This first link does not contain a recommendation suitable for scientific visualization.
Rather, it is a summary of research on visual displays - including the effect of color on performance.
From the US Army's report on helmet-mounted displays.
"A number of studies have expounded on the positive impact of color on performance. In one of the more comprehensive studies, DeMars (1975) concluded that, for certain applications, color enhanced accuracy, decision time, and workload capability. However, Davidoff (1991) and Dudfield (1991) found that the actual significance of color far outweighed its perceived importance. An investigation (Spenkelink and Besuijen, 1996) of whether the use of color, and the resulting available chromatic contrast, could help improve performance in the presence of low luminance contrast concluded that only under special conditions was there an additive effect, and, in general, chromatic contrast cannot be substituted for luminance contrast. Rabin (1996) compared Snellen and vernier acuity, contrast sensitivity, peripheral target detection, and flicker detection for simulated green (x = 0.331, y =0.618) and orange (x = 0.531, y = 0.468) phosphors. For central visual tasks, no differences were found. However, peripheral target detection was found to be enhanced for the green phosphor."
A few things to keep in mind when reading that report. (1) the environment in which one uses an HMD and a scientific visualization are quite different. (2) most likely, performance outweighs preference when identifying the best design for an HMD, (3) visual appeal and performance may be equally important in scientific visualization, (4) colors selected by military/aviation/nuclear power/maritime system designers are invariably highly saturated colors that are not suitable for commercial software.
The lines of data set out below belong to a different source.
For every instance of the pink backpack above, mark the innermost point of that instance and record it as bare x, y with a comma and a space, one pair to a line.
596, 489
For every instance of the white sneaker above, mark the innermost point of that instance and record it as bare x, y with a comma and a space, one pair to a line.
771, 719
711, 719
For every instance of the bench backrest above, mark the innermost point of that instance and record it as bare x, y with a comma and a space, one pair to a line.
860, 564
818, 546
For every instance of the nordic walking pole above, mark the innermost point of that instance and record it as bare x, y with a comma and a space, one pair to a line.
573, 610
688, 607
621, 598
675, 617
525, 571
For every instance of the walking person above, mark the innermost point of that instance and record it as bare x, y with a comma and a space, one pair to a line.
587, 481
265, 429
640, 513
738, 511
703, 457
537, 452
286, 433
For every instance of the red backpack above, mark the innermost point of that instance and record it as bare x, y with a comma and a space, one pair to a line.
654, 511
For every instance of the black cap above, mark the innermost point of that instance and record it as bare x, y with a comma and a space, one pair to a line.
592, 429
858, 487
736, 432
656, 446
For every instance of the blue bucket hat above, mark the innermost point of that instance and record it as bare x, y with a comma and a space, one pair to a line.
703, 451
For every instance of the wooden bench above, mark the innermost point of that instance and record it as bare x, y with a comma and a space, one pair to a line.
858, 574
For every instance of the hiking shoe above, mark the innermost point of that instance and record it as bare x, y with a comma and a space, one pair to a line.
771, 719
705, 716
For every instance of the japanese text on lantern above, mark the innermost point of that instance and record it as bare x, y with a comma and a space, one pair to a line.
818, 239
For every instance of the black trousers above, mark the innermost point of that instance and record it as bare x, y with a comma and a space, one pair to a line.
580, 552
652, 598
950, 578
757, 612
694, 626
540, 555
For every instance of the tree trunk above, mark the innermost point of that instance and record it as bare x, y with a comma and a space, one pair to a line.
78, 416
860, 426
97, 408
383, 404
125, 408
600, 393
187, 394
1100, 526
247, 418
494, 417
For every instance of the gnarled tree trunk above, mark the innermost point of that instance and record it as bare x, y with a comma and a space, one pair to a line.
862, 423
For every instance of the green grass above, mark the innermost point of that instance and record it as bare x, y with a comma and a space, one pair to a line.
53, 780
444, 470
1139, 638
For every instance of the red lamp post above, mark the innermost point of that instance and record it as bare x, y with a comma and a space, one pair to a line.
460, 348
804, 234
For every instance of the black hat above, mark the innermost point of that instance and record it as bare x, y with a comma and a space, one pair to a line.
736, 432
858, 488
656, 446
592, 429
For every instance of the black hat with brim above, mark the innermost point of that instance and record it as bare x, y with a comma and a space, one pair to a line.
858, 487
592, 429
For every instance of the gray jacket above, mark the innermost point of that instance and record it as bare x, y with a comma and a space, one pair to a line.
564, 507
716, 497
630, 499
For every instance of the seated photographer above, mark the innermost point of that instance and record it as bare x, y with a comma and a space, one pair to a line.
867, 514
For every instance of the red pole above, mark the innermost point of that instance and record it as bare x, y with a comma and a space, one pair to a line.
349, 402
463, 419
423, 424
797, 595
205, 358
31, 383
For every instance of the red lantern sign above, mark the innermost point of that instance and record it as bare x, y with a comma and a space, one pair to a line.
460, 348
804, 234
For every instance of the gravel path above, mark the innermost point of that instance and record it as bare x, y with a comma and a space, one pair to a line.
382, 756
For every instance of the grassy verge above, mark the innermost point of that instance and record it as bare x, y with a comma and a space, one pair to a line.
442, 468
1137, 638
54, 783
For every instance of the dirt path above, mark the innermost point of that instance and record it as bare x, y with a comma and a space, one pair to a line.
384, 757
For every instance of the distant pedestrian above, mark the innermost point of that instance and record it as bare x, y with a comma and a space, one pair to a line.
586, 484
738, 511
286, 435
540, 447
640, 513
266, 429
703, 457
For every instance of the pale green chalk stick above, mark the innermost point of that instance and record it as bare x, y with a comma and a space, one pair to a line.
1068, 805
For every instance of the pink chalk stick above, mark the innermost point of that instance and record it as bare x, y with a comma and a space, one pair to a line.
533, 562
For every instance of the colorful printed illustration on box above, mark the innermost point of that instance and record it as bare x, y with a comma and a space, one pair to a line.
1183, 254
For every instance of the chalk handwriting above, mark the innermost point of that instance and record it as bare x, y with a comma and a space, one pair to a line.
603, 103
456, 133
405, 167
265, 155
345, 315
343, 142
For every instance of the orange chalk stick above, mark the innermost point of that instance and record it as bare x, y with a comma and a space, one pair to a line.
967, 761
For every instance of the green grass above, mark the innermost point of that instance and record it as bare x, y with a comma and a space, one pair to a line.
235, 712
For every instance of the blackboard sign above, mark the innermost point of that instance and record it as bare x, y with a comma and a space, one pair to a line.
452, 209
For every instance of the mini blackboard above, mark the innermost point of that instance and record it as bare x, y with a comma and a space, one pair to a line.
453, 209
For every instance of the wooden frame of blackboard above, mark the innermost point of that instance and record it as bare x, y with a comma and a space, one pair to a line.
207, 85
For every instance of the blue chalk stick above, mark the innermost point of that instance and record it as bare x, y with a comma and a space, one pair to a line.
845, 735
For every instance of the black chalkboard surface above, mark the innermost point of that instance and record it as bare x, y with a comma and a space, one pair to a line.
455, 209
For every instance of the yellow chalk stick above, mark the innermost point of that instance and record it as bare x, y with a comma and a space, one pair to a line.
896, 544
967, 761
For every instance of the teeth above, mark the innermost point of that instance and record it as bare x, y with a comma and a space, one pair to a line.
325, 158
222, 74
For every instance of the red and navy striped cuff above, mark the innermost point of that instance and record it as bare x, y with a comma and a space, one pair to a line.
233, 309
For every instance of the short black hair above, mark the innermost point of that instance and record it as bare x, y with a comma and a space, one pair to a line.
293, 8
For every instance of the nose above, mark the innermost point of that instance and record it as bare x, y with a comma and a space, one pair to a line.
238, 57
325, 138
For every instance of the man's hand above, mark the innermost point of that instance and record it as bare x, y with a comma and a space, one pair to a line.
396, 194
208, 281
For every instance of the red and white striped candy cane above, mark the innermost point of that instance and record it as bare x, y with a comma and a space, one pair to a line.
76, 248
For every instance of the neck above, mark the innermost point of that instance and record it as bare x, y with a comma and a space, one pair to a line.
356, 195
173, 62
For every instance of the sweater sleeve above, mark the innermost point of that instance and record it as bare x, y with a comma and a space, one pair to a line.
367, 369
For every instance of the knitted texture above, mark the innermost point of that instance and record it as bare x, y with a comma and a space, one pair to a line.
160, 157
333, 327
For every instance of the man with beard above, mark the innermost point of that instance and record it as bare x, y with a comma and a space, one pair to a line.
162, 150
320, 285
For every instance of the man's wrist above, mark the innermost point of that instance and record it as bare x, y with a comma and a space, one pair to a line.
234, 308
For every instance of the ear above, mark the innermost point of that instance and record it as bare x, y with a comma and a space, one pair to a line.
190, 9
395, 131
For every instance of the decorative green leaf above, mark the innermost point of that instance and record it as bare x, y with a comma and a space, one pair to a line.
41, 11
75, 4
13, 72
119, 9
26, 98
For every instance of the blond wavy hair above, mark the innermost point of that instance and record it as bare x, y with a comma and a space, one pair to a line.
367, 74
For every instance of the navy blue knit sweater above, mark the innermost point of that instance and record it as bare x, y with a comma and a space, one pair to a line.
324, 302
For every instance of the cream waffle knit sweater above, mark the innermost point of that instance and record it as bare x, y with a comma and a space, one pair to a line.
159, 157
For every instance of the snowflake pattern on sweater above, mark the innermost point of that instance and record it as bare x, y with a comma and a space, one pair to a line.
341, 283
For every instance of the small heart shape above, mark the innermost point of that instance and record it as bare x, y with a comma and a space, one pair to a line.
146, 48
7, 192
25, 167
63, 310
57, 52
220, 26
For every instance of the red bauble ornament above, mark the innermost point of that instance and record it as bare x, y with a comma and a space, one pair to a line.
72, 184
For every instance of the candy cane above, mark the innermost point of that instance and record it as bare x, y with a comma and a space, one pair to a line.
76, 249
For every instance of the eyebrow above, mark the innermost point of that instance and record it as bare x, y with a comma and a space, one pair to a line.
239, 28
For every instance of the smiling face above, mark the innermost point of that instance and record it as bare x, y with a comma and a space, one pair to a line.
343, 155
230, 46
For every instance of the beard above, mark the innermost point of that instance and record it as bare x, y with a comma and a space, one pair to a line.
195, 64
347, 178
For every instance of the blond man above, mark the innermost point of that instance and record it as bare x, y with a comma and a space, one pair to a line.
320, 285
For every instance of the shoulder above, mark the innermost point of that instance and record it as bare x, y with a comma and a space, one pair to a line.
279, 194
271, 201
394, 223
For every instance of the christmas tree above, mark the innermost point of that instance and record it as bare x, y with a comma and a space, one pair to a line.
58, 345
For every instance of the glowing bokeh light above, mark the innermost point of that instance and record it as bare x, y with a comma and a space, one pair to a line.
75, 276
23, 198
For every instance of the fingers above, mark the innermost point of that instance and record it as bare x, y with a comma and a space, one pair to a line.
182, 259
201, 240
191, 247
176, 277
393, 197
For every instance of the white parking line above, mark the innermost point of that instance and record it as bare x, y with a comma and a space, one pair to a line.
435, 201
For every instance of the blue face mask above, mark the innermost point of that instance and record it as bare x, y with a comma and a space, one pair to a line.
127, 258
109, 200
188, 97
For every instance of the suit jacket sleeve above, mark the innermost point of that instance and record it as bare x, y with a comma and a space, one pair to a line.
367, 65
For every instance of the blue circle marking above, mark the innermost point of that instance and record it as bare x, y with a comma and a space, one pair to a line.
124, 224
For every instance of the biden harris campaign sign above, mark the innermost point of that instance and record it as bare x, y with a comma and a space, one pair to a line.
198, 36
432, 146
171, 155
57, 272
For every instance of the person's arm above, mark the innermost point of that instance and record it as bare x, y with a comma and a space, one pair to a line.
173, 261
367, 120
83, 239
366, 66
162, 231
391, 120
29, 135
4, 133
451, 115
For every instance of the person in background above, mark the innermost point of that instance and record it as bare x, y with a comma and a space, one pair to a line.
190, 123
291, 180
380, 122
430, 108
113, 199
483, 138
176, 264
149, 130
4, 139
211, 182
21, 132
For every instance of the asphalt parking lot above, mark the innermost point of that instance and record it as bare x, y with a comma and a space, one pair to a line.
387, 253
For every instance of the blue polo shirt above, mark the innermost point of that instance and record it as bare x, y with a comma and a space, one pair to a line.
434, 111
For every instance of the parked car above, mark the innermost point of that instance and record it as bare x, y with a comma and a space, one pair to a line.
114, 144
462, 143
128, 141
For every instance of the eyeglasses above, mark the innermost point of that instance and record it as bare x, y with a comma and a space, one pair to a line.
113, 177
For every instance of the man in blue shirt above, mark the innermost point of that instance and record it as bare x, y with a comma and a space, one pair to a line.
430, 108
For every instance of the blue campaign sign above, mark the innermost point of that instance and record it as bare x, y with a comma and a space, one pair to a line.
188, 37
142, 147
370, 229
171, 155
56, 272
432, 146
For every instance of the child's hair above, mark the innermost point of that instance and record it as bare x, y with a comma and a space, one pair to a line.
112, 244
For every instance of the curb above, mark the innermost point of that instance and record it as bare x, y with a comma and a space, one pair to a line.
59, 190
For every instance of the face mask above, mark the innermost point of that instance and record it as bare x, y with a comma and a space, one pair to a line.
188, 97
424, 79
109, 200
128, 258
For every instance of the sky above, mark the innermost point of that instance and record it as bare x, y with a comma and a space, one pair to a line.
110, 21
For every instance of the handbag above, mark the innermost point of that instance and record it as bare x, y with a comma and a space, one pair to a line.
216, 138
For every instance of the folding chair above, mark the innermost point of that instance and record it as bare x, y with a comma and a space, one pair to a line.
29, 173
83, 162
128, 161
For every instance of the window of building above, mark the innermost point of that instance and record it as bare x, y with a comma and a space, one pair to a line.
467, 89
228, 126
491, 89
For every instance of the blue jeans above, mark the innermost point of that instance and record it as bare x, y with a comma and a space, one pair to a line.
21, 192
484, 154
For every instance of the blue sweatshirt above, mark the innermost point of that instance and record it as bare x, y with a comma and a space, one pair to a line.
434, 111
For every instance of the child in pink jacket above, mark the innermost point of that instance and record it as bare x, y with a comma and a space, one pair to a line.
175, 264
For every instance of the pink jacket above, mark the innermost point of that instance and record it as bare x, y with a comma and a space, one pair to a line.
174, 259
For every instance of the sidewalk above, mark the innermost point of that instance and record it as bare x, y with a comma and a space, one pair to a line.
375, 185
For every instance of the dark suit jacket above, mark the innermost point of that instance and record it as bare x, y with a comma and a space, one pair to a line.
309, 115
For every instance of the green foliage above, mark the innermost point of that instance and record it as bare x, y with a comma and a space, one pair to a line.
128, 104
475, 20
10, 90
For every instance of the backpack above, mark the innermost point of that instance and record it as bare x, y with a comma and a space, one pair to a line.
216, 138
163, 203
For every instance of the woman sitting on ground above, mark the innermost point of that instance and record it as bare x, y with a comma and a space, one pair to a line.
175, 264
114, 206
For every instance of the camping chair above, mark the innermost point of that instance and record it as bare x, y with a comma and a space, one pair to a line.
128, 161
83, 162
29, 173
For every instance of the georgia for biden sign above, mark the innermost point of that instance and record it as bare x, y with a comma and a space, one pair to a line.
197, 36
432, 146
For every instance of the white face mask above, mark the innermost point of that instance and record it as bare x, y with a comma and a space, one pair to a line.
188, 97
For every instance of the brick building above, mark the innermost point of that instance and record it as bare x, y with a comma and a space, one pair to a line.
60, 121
The importance of visual appeal can be seen in the absence of an achromatic color scheme in the set provided by the Colorbrewer. These are empirically derived color gradients for use as color fills. They are suitable as fills for maps and charts. The research supporting these colors is not relevant to colors for lines or points.
This is an IBM research report with recommendations for gradients in visualization. Take a look at Table 1. Although several of their recommendations include gray as a starting point, all of the gradients include hue variation.